Não está em causa, apenas, saber se uma conversa entre os Altos Dignatários da Nação, numa sala nobre da AR, poderia ou não ter sido gravada ou difundida, ou se a mesma tinha ou não carácter “privado” – algo que, diga-se, não tem qualquer fundamentação jurídica. Importa também perceber se o Presidente da Assembleia da República decidiu liminarmente e em causa própria, de cabeça quente e na tentativa de minimizar danos políticos, ultrapassando os mecanismos que, nestas situações, estão previstos na lei e, até, se aconselhariam reforçados, por ser o mesmo beneficiário. Diariamente, há milhares de portugueses vilipendiados, que para tutelar os seus direitos precisam recorrer a uma justiça morosa e lenta, a quem lhes é negado este tipo de ação “expedita” e “direta” que, tudo aponta, terá sido levada a cabo por quem tem como principal responsabilidade, dar o exemplo e honrar uma instituição que é – recorde-se – a casa onde são feitas e aprovadas as Leis.

Espera-se que este tema não seja ignorado pela atenção política e mediática que, necessariamente, teremos de dar ao caso “Galamba”. Por vezes, nas relações pessoais e profissionais, existem discórdias e divergências, que podem conduzir a conflitos insanáveis e ruturas. O Estado português e o Governo, seguramente, não estão imunes à degradação das relações de confiança entre os membros que o integram. Por isso é que a devolução de um ou dois computadores não deveria ser um problema político ou de relevância nacional, por mais informação classificada que os mesmos pudessem incluir. No plano legal e técnico, não falta legislação e boas práticas a que Portugal está vinculado, que servem para garantir que a proteção da informação sensível do Estado português não está à mercê do arbítrio e das desinteligências entre governantes e os seus gabinetes ou, até, da captura da mesma para fins pessoais. Das duas, uma: ou um ministro e o seu staff direto com a responsabilidade da pasta das infraestruturas, ignoram por completo as regras de manuseamento de informação classificada em vigor no seu Ministério (e a que o Estado e o Governo português estão vinculados); ou o grau de desorganização é de tal forma que informação classificada fica em risco à mais pequena tensão entre duas pessoas com responsabilidades políticas, estando a soberania nacional dependente dos seus humores e da sua boa ou má vontade. A terceira hipótese, impronunciável pela sua gravidade, é que se esteja a utilizar uma suposta existência de informação classificada na posse de um adjunto para suportar uma intervenção do SIS com o único objetivo de garantir que comunicações pessoais e documentação que suporta processos de inquérito em curso não ficam “nas mãos do inimigo” político. Certo é que, em 2023, a recusa da devolução de um computador por parte de um adjunto deveria resolver-se, não chamando Serviços de Informações do Estado, próprio de Estados totalitários ou democracias musculadas, mas simplesmente cancelando a VPN de acesso ao sistema de gestão documental e/ou, nos casos em que houvesse documentos guardados na memória do computador portátil, da password de acesso aos mesmos, documentos esses que nunca deveriam poder ser abertos, offline, sem password, sem registo de consulta, e em geolocalizações não autorizadas.
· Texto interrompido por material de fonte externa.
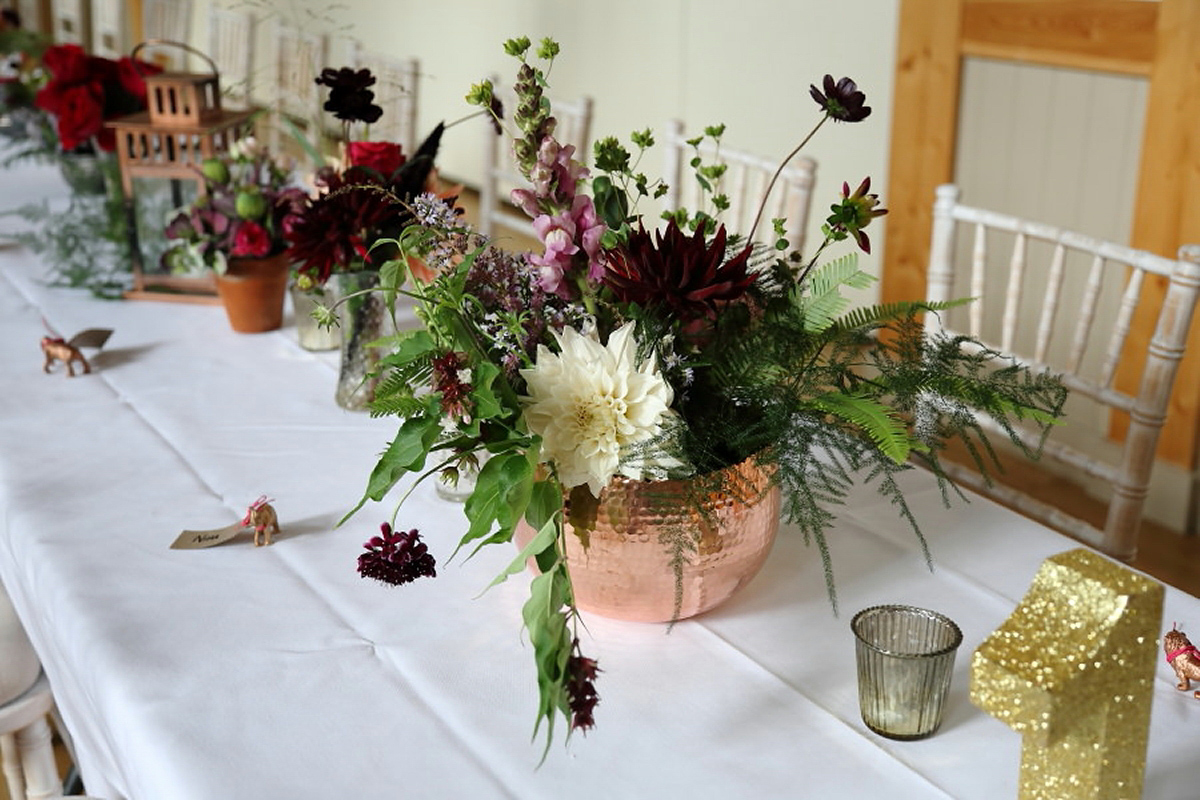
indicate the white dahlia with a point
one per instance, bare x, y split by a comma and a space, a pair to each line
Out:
589, 402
Há que averiguar, até às últimas consequências, se estamos perante abusos de poder, ausência de cumprimento de regras e procedimentos legais em vigor, ou se temos um problema grave de guarda de informação classificada no Governo. O Ministério das Infraestruturas tem, hoje, sob sua responsabilidade, dossiers de enorme importância, económica, soberana, e militar, como a estruturação do Porto de Sines como plataforma de entrada na Europa de gás, a privatização da TAP ou a localização do novo aeroporto. Se João Galamba entrou em pânico por sentir que informação classificada estaria em risco, ao ponto de alguém – importa saber quem – ter aparentemente acionado o SIS, em violação clara da separação dos poderes e da legalidade, então o que temos em mãos é muito mais grave do que um arrufo entre um PS em desagregação.

Espera-se que, por esta vez, o Presidente da República compreenda que, em ambos os casos, ele é o último garante da dignidade das instituições e da salvaguarda da lei. Da sua atuação, nesta fase, depende que, não obstante as fragilidades exibidas pelas instituições, possamos dizer que ainda vivemos num Estado de Direito democrático.